WASHINGTON (Reuters) - The United States has decided to remove the Iranian dissident group Mujahadin-e Khalq (MEK) from its list of terrorist organizations, two U.S. officials said on Friday, handing a political victory to a group once sheltered by Iraqi leader Saddam Hussein that says it has abandoned its violent past.
The officials said U.S. Secretary of State Hillary Clinton had made the decision to remove MEK from the list, and that it was expected to be formally announced early next week.
The U.S. decision comes after years of intense lobbying by the MEK, which had seen many of its members stranded in Iraq even as the group fell out of Baghdad’s favour following Saddam’s downfall.
The United States had repeatedly said its decision on the MEK’s terrorist designation hinged partly on the group’s remaining members leaving Camp Ashraf, an Iraqi base where they had lived for decades, and moving to a former U.S. military base in Baghdad from which they were expected to be resettled overseas.
Officials said this week that the final large group of dissidents had moved from Camp Ashraf to the new location, ending a long standoff with Iraqi authorities.
The group, also known as the People’s Mujahideen Organisation of Iran (PMOI), calls for the overthrow of Iran’s clerical leaders and fought alongside Saddam’s forces in the Iran-Iraq war in the 1980s. It also led a guerrilla campaign against the U.S.-backed Shah of Iran during the 1970s, including attacks on U.S. targets.

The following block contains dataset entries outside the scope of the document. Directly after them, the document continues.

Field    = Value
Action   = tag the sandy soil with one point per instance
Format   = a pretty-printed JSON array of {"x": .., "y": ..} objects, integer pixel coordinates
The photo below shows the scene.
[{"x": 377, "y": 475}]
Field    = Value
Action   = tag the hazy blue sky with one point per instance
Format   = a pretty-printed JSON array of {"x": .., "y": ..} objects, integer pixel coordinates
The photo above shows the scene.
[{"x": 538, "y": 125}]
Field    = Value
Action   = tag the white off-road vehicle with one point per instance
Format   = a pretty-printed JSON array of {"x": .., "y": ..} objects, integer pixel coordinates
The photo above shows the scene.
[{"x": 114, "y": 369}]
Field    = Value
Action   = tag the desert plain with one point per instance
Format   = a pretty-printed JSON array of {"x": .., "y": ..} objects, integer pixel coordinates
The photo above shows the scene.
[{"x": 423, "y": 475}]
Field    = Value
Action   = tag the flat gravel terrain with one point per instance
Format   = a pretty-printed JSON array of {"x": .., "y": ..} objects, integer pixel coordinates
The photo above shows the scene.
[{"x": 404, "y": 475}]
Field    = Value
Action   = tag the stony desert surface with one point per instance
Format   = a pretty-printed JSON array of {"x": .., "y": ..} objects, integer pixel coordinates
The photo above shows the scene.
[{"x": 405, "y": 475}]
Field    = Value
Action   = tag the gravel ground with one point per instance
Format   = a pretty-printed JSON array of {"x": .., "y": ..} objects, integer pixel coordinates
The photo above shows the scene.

The United States added the MEK to its list of foreign terrorist organizations in 1997. But the group has since said it renounced violence and mounted a vigorous legal and public relations campaign to have the designation dropped.
The MEK surrendered weapons to U.S. forces after the 2003 invasion of Iraq.
The fate of its remaining members in the country has been in question since Iraq took over the Camp Ashraf from U.S. forces in 2009 under a bilateral security pact. Clashes between Camp Ashraf residents and Iraqi security forces last year killed 34 people.